WASHINGTON (AP)–Emboldened by a successful first vote against U.S. President George W. Bush’s Iraq war policy, Senate Democrats said Thursday they were wary of the administration’s anticipated $1.2 billion request for reconstruction there.
Sen. Joseph Biden, chairman of the Senate Foreign Relations Committee, said he wants assurances from the administration that the money would not fuel corruption or the insurgency in Iraq.
A key piece of Bush’s new strategy is increasing reconstruction efforts, with the U.S. pledging another $1.2 billion and the Iraqi government designating $10 billion. As part of the plan, Bush is dispatching 21,500 additional troops to Iraq to bolster security so reconstruction efforts are not stalled.
“I hope we will hear today some concrete details on why these funds will achieve better results than we’ve been able to achieve before,” Biden said.

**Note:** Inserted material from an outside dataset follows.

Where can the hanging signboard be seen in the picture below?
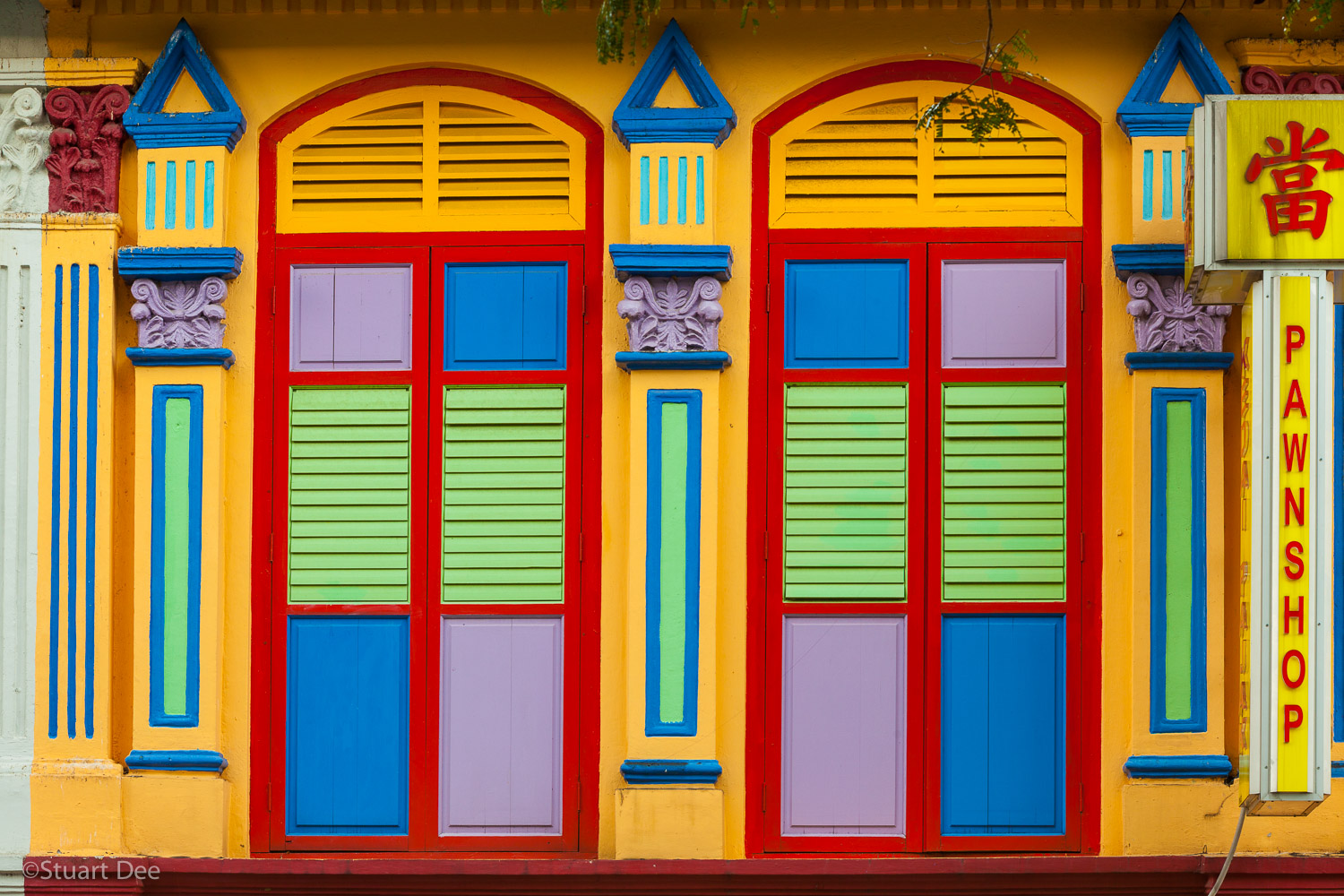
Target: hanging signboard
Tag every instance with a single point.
(1288, 575)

The State Department has spent nearly $15 billion in reconstruction already and “as you know better than I do, the results aren’t pretty,” the Delaware Democrat added.
Testifying before the committee was David Satterfield, the State Department’s senior adviser on Iraq, and Brig. Gen. Michael Jones, a Middle East adviser on political and military affairs to the Joint Chiefs of Staff.
Satterfield said the State Department is expanding the number of reconstruction teams sent to Baghdad and the western Anbar province and sending some 300 additional civilian personnel to Iraq. But, he added, much of the heavy lifting must be accomplished by the Iraqi government.
“It is not a question of putting them in the lead or encouraging them to take the lead. It’s a recognition of reality,” he told the panel.
Sen. Richard Lugar, the top Republican on the panel, said he wants regular progress reports that are much more detailed than previously provided to Congress. Lugar announced Wednesday he had serious reservations that Bush’s new Iraq plan would work.
“Overall, the results have been disappointing to the Iraqi people, to Congress, and to American taxpayers,” said Lugar, R-Ind., referring to reconstruction efforts.
Biden’s committee passed 12-9 a resolution Wednesday that dismissed Bush’s plans to increase troops in Iraq as “not in the national interest.” The vote on the nonbinding measure was largely along party lines, with Sen. Chuck Hagel of Nebraska being the sole Republican on the committee offering his support.